Blame the Kyle Farnsworth bomb dropping Thursday morning for scuttling plans on this piece. As it is, you get inconsequential awards a day late (and a dollar short).
Houston's pitching staff hasn't been bad recently. They haven't been as lock-down as they were earlier in the season, but they also haven't been terrible. In the past two weeks, Houston's pitching has been in the bottom third of the league in WAR. They have the seventh-best ERA (4.11) as a team in the American League, but the second-worst strikeout rate. They've also got the second-highest walk rate in the league over that stretch, which explains the bad WAR numbers even when the run prevention has been okay.
The brunt of that has been taken by the bullpen, which has an ERA of 4.99 in the last two weeks. That might explain why Houston felt the need to shuffle some middle relief guys around, bringing up Jose Veras and saying sayonara to Kyle Farnsworth. There has also been no middle ground with relievers. Four have been perfect in the last two weeks. Four have had ERAs of 6.00 or higher. Only one guy (Josh Zeid) has an ERA in the four's over that stretch.
With Anthony Bass getting healthy and possibly Matt Albers and Jesse Crain coming back too, the fixes are on the horizon. But, for now, Houston's strength has turned into a mild weakness. But, let's give out awards to the best of those guys.
I'll have a soft spot for the Doctor pretty much all season. But, unlike doppleganger Lucas Harrell (whom we'll henceforth refer to either as "Dalek" or "The Master"), McHugh's periperhals continue to support his success. In 13 innings over this extended week, McHugh struck out 15 and allowed seven hits and five walks. Somehow, he also managed to give up five hits, including that heartbreaker of a game on Wednesday, when he gave up three runs on three hits.
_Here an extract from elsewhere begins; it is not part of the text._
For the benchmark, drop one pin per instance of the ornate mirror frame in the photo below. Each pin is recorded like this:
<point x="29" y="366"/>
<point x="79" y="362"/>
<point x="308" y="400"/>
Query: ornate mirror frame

McHugh is not a sub-3.00 ERA guy. But, he looks like he could absolutey be a 3.20-3.50 ERA pitcher moving forward. The last pitcher with a sub 3.50 ERA in at least 120 innings for Houston was Wandy Rodriguez (and Brett Myers) in 2011. It only happened 16 times since 2000 (Oswalt did it eight of those times).
Can McHugh have the career Wade Miller was supposed to have? Please?
This one's sort of a cheat. He only wins because he pitched Thursday, but since it was the afternoon, it might count either way.
Cosart has been very, very good for the past four starts. Evan Drellich had a very good article on how his curveball (and Brent Strom) has helped him this season. The results are very encouraging.
In two starts over the past week, Cosart threw 15 innings with a 0.60 ERA and four strikeouts. He also only had three walks and 12 hits, giving up just over one base runner an inning. In his professional career, Cosart has only equaled his walk rate of 9.3 percent once in as many innings has he's thrown this year.
That came in 2011, when he was in High-A ball with the Phillies and had a 9.3 percent walk rate in 103 innings, before getting traded to the Astros. Even though his strikeout rate still stinks, he's turning into a first-class ground ball artist. He's not on the level of Derek Lowe yet (Lowe's career GB rate was 62 percent), but he's maybe morphing into a Tim Hudson/Scott Erikson. At the least, he's becoming a rich man's Aaron Cook.